The Accelerator-Driven Systems

An Accelerator-Driven System (ADS), is a nuclear reactor that is very different from the conventional reactors currently in use. There are several different kinds of ADSs, including the Energy Amplifier and others. Regardless of type, the properties of an ADS include the following:

  • It cannot have a run-away reaction and melt down.
  • It cannot be used to produce nuclear bombs or nuclear terrorist devices.
  • It can use thorium as fuel, and we have enough of this to supply us for several thousand years.
  • Alternatively, it can be used to consume our high-level radioactive waste.
  • It produces very little waste and nearly no long-term waste.
  • Regardless of the fuel it uses, the waste it produces is about as radioactive as coal ash after 500 years or less.

A simplified explanation of the ADS is easy enough to understand. A particle accelerator provides a continuous supply of neutrons to a sub-critical mass of radioactive material. Since neutrons cannot be easily accelerated, they are typically created by accelerating protons, which are used in a process called “spallation” to produce cascades of neutrons. The neutrons cause certain radioactive material to undergo fission, producing heat.

The heat of an ADS is sufficient to produce steam, driving a turbine, to produce electricity. The electricity is drives the particle accelerator, with plenty of power to spare for electric power production. The designs I have seen would take about 10% of the power to drive the accelerator, with 90% available for other uses. Alternately, the heat from the ADS can be used for other purpose, if they are needed, using only a portion, or even none, of the heat for electric power generation.

There has been some opposition to ADSs because some people believe that because they could provide a way to get rid of nuclear waste, they would provide an excuse to continue the use of conventional nuclear power plants operating at critical mass. The amount of fuel used in a conventional nuclear reactor is typically about 0.7%. By contrast, the ADS can use nearly 100% because it is not necessary to maintain a critical mass, new fuel can be added as needed, and the waste can be removed continually in ongoing evaporation of lead, which is captured. This means the waste a conventional nuclear plant produces in one year would power an ADS of equal output for over 50 years. Conventional nuclear plants are too inefficient to continue being used as supply, and it is unnecessary to do so, if the much more efficient ADSs are used to replace them. The waste we have already generated would keep a fleet of ADSs going for centuries.

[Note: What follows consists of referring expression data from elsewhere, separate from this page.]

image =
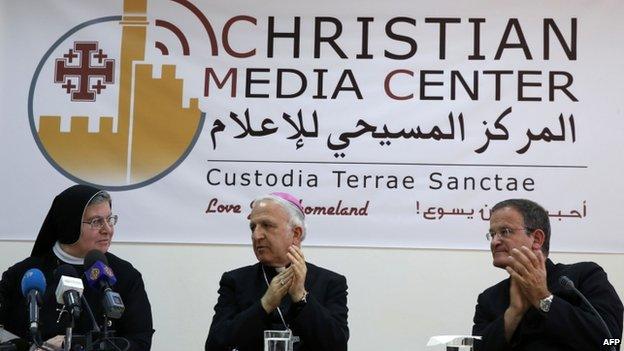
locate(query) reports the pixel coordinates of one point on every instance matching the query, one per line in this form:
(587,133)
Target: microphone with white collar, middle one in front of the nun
(69,289)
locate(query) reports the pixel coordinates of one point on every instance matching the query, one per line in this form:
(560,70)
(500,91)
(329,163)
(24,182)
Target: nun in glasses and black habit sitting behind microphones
(79,221)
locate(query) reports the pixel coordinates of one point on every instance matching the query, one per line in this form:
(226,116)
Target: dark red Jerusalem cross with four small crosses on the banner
(84,71)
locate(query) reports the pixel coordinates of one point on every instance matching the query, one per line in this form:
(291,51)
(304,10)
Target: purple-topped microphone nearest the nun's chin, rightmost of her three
(101,277)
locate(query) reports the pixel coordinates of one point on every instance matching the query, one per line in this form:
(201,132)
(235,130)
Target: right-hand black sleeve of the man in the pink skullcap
(323,326)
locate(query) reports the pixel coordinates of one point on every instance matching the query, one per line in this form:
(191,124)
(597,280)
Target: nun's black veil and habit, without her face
(63,224)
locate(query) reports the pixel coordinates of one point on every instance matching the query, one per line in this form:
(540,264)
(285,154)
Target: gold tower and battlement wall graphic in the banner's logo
(153,130)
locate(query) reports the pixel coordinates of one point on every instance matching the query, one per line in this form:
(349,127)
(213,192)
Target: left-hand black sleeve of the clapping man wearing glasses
(490,327)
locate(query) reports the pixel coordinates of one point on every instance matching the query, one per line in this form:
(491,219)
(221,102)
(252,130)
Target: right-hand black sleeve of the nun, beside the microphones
(136,322)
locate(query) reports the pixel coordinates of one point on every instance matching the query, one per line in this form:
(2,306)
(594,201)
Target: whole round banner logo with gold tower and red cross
(99,114)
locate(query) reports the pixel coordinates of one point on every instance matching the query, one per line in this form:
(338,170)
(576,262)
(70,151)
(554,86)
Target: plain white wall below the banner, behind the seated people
(397,297)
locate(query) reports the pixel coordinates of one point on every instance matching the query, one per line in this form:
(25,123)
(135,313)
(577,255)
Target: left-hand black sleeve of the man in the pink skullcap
(231,327)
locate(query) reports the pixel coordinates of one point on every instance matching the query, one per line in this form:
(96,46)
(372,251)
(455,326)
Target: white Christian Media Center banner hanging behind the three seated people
(398,124)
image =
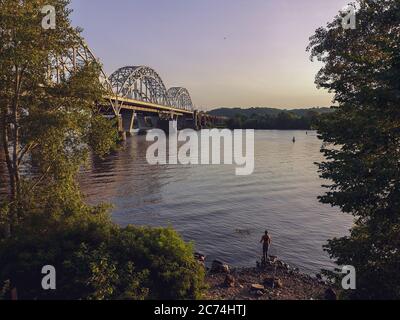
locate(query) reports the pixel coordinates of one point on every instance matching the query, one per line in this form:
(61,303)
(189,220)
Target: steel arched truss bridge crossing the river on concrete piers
(136,95)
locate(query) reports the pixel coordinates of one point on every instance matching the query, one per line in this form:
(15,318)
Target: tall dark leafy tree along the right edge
(362,142)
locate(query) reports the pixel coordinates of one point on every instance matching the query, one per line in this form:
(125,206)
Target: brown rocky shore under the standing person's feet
(274,281)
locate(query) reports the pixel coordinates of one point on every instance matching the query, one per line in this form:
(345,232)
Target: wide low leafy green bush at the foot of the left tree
(97,260)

Another way to look at this is that the ADSs can provide a safe way to render nuclear waste safe.  Long-term radionuclides in nuclear waste can be nearly 100% consumed by using them for fuel in an ADS. The output of the ADS in energy is very significant, and would alone provide sufficient reason to build them, but the waste powering the ADS cannot be reduced to relatively safe material by another known practical means. The other solution currently under discussion is to bury it and guard it for a period of time many times longer than human history.

ADS systems were first designed nearly thirty years ago. The first design was probably produced at Los Alamos. The next I know of was the Energy Amplifier, which was invented at CERN, under the leadership of Carlo Rubbia. His instructions to the staff of the project were to design a nuclear reactor that could not melt down, produced as close to no waste as possible, and could not be used to make bombs or terrorist devices.

There have been many people who tried to get them built and put into service, both to produce power and as a means of dealing with the dangers of nuclear waste. The designs put forward have been similar in many respects. An Italian design of an Energy Amplifier was completed to the point that a price could be estimated: €500 million (roughly $650 million) for a plant producing 650 MWe. A similarly sized conventional nuclear plant at that time would probably have cost four to ten times as much.

So far, none of the designs tried has been attempted. The basic science behind the reactors has been tested, and found to work. An initially holdup was that no one had ever built a powerful enough particle accelerator. More recently, several have been built for other purposes. I should mention that they need not be very big, they only need to produce very powerful particles.

Currently, there is a design underway in China. I have not been able to get much in the way of details about this, but the Chinese media has announced that 170 scientists have been hired, and a budget of $350 million has been given to the project. A link to the news article is [HazardEx].

Another design being promoted is from Muons, Inc. and ADNA Corp. The people in these organizations are trying to interest the US military in using their ADS design as a system for transmuting plutonium from obsolete nuclear bombs into much less dangerous substances. The military has 34 tons of plutonium they want to get rid of, and the Muons/ADNA people have a very interesting way to get rid of it.

The Fischer-Tropsch reaction converts carbon monoxide and hydrogen into alkanes, which include such substances as diesel oil and gasoline. The carbon monoxide can come from a variety of fuel sources, among which are coal and biomass, and the hydrogen is usually produced by electrolysis of water. The people at Muons/ADNA calculate that the 34 tons of plutonium would produce enough diesel oil to power the US military for about 30 years, leaving a small pile of radioactive material. The waste can be dealt with rather easily and will not be dangerous for more than a couple of centuries. A link on this is at [Green Car Congress]. The military seemed to be uninterested because it was an untried design.

I think this beats digging a hole in the ground someplace and hoping nobody disturbs it for a million years.